Posted on 2002-05-13 16:55:25 by Qages
Big Buffer
<edit> -> 1 qword per cycle (NO!!)<edit>
.586
.MMX
.model flat
public ZeroMemory
ZeroMemory: push edi
mov edi, dword ptr [esp+12]
mov ecx, dword ptr [esp+8]
movq MM0, qword ptr [esp-8]
mov edx, ecx
pxor MM0, MM0
and edx, -256
je _32
add edi, edx
neg edx
_CopyBy256: movq [edi+edx], MM0
movq [edi+edx+8],MM0
movq [edi+edx+16],MM0
movq [edi+edx+24],MM0
movq [edi+edx+32],MM0
movq [edi+edx+40],MM0
movq [edi+edx+48],MM0
movq [edi+edx+56],MM0
movq [edi+edx+64],MM0
movq [edi+edx+72],MM0
movq [edi+edx+80],MM0
movq [edi+edx+88],MM0
movq [edi+edx+96],MM0
movq [edi+edx+104],MM0
movq [edi+edx+112],MM0
movq [edi+edx+120],MM0
movq [edi+edx+128],MM0
movq [edi+edx+136],MM0
movq [edi+edx+144],MM0
movq [edi+edx+152],MM0
movq [edi+edx+160],MM0
movq [edi+edx+168],MM0
movq [edi+edx+176],MM0
movq [edi+edx+184],MM0
movq [edi+edx+192],MM0
movq [edi+edx+200],MM0
movq [edi+edx+208],MM0
movq [edi+edx+216],MM0
movq [edi+edx+224],MM0
movq [edi+edx+232],MM0
movq [edi+edx+240],MM0
movq [edi+edx+248],MM0
add edx, 256
jne _CopyBy256
_32: mov edx, ecx
and edx, 255
and edx, -32
je _4
add edi, edx
neg edx
_CopyBy32: movq [edi+edx], MM0
movq [edi+edx+8],MM0
movq [edi+edx+16],MM0
movq [edi+edx+24],MM0
add edx, 32
jne _CopyBy32
_4: mov edx, ecx
and ecx, 31
shr ecx, 2
rep stosd
_1: mov ecx, edx
and ecx, 3
rep stosb
_Done: movq qword ptr [esp-8], MM0
pop edi
ret 8
end
<edit> -> 1 qword per cycle (NO!!)<edit>
Ha Ha Very Funny
Moving my dword is just as fast
due to pairing, movqs cannot pair.
Moving my dword is just as fast
due to pairing, movqs cannot pair.
i thought all MMX instructions were pairable, except write-after-write or read-after-writes and EMMS?

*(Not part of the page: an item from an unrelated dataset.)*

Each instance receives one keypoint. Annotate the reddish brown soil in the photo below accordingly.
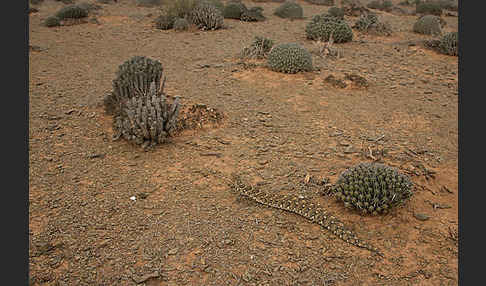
(186, 227)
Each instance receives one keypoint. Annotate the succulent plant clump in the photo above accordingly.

I tried Qages ZeroMemory and it works perfectly. I had big fun with it and showed me how this thing really work.... but I only have one problem and that i don't want to use PTR.
I want to ask dose bdjames or buliaNaza version work for the Intel 386 processor and the AMD.
Thanks
I want to ask dose bdjames or buliaNaza version work for the Intel 386 processor and the AMD.
Thanks
cmax, mmx came out with the pentium.
It turns out that using just rep movsd
with rep movsb is the fastest way on
a PII.
I do not know how to beat it. You could
use dma, but that is nasty. :(
It turns out that using just rep movsd
with rep movsb is the fastest way on
a PII.
I do not know how to beat it. You could
use dma, but that is nasty. :(